Broiler slaughter volumes increased by 4.8% for the year under review, benefiting from the Festive poultry processing plant’s expansion volumes, while sales volumes increased by 6.4%, to 28 832 t, and include sales out of stock accumulated during 2020 on the back of the Covid-19 lockdowns in that period.
However, with the completion of the expansion of the Festive plant in 2020, Astral rolled out higher broiler volumes to the market, increasing the average slaughter numbers from 5.2-million birds a week in 2020, to 5.4-million birds a week in 2021.
However, Astral also notes that trading conditions improved as South Africa’s economy continued to recover with the easing of Covid-19 lockdown restrictions. This was further assisted with deep cut promotional activity by retailers, resulting in higher sales volumes for Astral.
The company points out that the quick service restaurant and fresh sales categories have recovered to pre Covid-19 levels, thereby positively impacting on product mix and leading to a better balanced sales basket.
Also, broiler sales realisations increased by 8.1%, reflecting an effort to recover the significant increase in feed prices on the back of higher maize and soya meal costs for the period under review.
However, Astral notes that broiler sales realisations only recovered to pre-Covid-19 levels during the last quarter of the reporting period.

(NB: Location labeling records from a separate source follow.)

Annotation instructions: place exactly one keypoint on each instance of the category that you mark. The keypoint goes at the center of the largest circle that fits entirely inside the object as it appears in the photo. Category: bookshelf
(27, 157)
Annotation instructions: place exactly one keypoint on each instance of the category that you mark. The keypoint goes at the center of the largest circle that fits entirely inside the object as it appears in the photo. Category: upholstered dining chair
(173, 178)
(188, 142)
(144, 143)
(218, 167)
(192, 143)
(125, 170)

CFO Daan Ferreira says cash flow during the year was impacted by the final dividend paid of R299-million in respect of the previous financial year, which was relatively high as a result of no interim dividend being paid during that year.
He adds that net cash outflow for the year was R265-million; however, the group remained in a net cash surplus position throughout the year.
“Net surplus cash at the end of the year was R278-million, and the group is well positioned to fund the payment of the final dividend of 400c a share declared. The total dividend for the year is 700c a share.”
Meanwhile, Astral has appointed Dries Ferreira as group financial manager and CFO designate, with effect from January 10, 2022.
Daan Ferreira will retire as CFO during Astral’s 2023 annual general meeting.